Représentée par Me Laurent BURGY de la SELARL LINK ASSOCIES, avocat au barreau de LYON, toque : 1748
INTIMÉE :
PRESTIG IMMO, société par actions simplifiée immatriculee au registre du commerce et des sociétés de LYON sous le numero 353 824 873 dont le siege social est situé [Adresse 2] à [Localité 4], agissant poursuites et diligences de ses représentants légaux en exercice y domiciliés en cette qualité au dit siege, propriétaire et bailleur. Ci-après dénommée PRESTIG’IMMO
Représentée par Me Etienne TETE, avocat au barreau de LYON, toque : 2015
* * * * * *
Date de clôture de l’instruction : 09 Mai 2023
Date des plaidoiries tenues en audience publique : 09 Mai 2023
Date de mise à disposition : 28 Juin 2023
Audience tenue par Bénédicte BOISSELET, président, et Karen STELLA, conseiller, qui ont siégé en rapporteurs sans opposition des avocats dûment avisés et ont rendu compte à la Cour dans leur délibéré,
assistés pendant les débats de William BOUKADIA, greffier
A l’audience, un membre de la Cour a fait le rapport, conformément à l’article 804 du code de procédure civile.

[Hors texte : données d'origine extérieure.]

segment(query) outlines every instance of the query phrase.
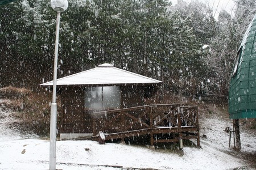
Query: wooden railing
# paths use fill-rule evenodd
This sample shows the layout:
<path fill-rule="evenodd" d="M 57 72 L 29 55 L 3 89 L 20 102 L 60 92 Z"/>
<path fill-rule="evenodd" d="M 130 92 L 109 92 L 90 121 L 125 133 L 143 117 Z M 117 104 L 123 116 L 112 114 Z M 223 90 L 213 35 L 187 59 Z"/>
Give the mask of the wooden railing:
<path fill-rule="evenodd" d="M 179 104 L 154 104 L 92 113 L 93 134 L 103 131 L 111 139 L 134 135 L 150 135 L 150 143 L 177 142 L 197 138 L 199 146 L 198 107 Z M 174 138 L 158 139 L 157 135 L 177 133 Z"/>

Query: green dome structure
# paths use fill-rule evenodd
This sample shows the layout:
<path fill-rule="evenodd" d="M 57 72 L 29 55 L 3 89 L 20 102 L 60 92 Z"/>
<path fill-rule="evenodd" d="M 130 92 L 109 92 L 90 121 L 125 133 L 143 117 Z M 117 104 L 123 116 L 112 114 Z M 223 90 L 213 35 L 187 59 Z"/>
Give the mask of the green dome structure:
<path fill-rule="evenodd" d="M 229 92 L 231 119 L 256 118 L 256 15 L 237 53 Z"/>

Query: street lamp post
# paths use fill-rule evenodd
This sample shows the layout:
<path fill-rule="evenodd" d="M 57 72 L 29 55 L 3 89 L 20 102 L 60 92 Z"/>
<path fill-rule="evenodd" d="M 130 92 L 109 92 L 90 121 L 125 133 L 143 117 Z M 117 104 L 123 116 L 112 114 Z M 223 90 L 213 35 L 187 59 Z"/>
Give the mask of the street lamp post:
<path fill-rule="evenodd" d="M 52 102 L 51 104 L 49 169 L 56 169 L 56 141 L 57 134 L 57 104 L 56 103 L 57 67 L 58 61 L 59 33 L 60 31 L 60 12 L 68 8 L 67 0 L 51 0 L 51 6 L 57 12 L 55 51 L 54 54 L 53 85 Z"/>

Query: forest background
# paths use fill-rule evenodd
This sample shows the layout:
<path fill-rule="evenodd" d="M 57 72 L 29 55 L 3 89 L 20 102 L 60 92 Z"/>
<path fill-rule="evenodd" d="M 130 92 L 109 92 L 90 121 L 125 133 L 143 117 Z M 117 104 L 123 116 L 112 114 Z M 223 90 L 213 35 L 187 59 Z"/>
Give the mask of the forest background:
<path fill-rule="evenodd" d="M 61 15 L 58 78 L 110 63 L 164 82 L 187 97 L 228 99 L 234 60 L 256 13 L 235 0 L 231 15 L 182 0 L 69 1 Z M 0 6 L 0 87 L 38 91 L 53 79 L 56 12 L 50 1 Z"/>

Composition de la Cour lors du délibéré :
– Bénédicte BOISSELET, président
– Karen STELLA, conseiller
– Véronique MASSON-BESSOU, conseiller
Arrêt Contradictoire rendu publiquement par mise à disposition au greffe de la cour d’appel, les parties en ayant été préalablement avisées dans les conditions prévues à l’article 450 alinéa 2 du code de procédure civile,
Signé par Bénédicte BOISSELET, président, et par William BOUKADIA, greffier, auquel la minute a été remise par le magistrat signataire.
* * * *
Exposé du litige
Par acte sous seing privé du 23 décembre 2011, [K] [Z] a consenti à [N] [I] un bail commercial portant sur divers locaux dépendant d’un immeuble situé à Caluire (département du Rhône), [Adresse 1].

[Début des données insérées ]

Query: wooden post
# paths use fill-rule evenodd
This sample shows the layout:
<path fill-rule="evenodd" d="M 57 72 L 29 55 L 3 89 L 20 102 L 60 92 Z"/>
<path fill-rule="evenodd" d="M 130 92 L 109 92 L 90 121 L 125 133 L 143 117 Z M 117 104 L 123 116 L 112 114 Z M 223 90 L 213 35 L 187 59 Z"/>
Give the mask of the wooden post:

Ce bail a été consenti pour une durée de neuf ans moyennant un loyer annuel en principal HT/HC de 3.794,03 € payable par trimestre d’avance et prévoit que les locaux sont à usage exclusif de pharmacie.
Par acte notarié du 18 décembre 2017, [K] [Z] a vendu ces locaux à la société Prestig’Immo.
Par acte sous seing privé du 14 janvier 2021, [N] [I], preneur, a cédé son officine de pharmacie à la société [Adresse 5].
Le 12 octobre 2021, la société Prestig’Immo a délivré à la société [Adresse 5] un commandement d’avoir à respecter les clauses du bail, visant la clause résolutoire.
Elle reprochait au preneur, constats d’huissier à l’appui, un défaut d’exploitation.
Le 7 février 2022, la société Prestig’Immo a délivré à la société [Adresse 5] un second commandement visant la clause résolutoire.
Considérant qu’il n’avait pas été satisfait à ces deux commandements par le preneur, la société Prestig’Immo, par exploit du 26 avril 2022, a assigné la société [Adresse 5] devant le juge des référés du Tribunal judiciaire de Lyon aux fins de voir au principal constater l’acquisition de la clause résolutoire au 7 mars 2022 et statuer sur ses conséquences.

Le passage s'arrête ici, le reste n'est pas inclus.